In preparation for the influx of travelers and the rough weather, several of the top airlines in the U.S. have started waiving change fees and issuing travel advisories, including American, Delta, Southwest and United.
As for Tuesday, a low-pressure system will move over the Midwest, while a second system is likely to push ashore into the West Coast starting Tuesday into Wednesday. Travel delays are possible for the Midwest into the lower Mississippi Valley, as well as parts of the Rockies and the Pacific Northwest.
Many travelers will be taking to the road and skies on the Wednesday before Thanksgiving, but the weather could impact plans. Scattered rain showers will soak the East, while windy conditions in the Great Lakes and Northeast could cause delays at local airports. Snow is also expected to cover roadways from the Sierra Nevada to the interior West.

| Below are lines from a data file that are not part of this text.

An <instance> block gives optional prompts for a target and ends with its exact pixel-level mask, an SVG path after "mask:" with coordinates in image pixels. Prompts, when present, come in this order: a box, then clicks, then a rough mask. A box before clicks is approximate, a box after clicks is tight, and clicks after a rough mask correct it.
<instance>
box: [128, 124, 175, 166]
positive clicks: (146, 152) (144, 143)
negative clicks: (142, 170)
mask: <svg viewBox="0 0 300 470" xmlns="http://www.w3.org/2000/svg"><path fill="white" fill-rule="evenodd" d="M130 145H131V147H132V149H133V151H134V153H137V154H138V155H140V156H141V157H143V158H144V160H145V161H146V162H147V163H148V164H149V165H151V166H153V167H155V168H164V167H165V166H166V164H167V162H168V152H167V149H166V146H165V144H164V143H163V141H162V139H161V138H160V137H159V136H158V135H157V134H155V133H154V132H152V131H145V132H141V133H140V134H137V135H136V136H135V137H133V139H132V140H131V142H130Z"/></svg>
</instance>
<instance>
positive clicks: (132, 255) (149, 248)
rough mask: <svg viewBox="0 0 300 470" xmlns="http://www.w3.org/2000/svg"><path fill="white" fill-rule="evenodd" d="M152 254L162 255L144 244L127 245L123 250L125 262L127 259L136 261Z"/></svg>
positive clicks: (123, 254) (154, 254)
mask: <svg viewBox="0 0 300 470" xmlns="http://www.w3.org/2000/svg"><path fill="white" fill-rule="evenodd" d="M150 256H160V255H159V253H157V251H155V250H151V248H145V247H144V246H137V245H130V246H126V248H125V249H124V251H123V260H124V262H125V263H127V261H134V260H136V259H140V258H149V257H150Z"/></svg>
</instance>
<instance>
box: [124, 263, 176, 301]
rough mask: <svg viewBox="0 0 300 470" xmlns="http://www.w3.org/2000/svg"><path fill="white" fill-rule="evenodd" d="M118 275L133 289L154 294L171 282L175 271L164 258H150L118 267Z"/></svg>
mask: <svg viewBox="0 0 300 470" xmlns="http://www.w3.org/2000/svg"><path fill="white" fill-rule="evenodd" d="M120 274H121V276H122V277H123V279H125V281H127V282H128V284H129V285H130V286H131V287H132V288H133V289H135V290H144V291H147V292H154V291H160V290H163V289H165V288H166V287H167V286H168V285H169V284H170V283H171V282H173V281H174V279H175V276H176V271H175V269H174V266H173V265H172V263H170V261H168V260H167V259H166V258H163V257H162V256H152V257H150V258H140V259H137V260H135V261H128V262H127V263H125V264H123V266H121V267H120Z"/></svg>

While Thanksgiving Day won’t feature as many travelers hitting the road, those who do plan to travel should be expecting delays, as rain and snow could cause problems from California into the Rockies and Plains. In addition, lingering wind has officials concerned airport delays could be common in the Northeast Thursday.
When the holiday is over, travelers will be heading home throughout the weekend, and the weather could still be an issue. On Friday, the storm systems will be moving East, dumping snow and strong winds on the Southwest, Midwest and parts of the Mississippi and Ohio valleys.
As for Saturday and Sunday, the storm systems will continue to move eastward and may cause delays in the central and eastern U.S. as travelers make their way back home following the Thanksgiving festivities.
In total, more than 55 million travelers are expected to travel 50 miles or more from their homes for the holiday. This makes it the second-highest Thanksgiving travel volume since AAA began tracking in 2000, behind only the record set in 2005.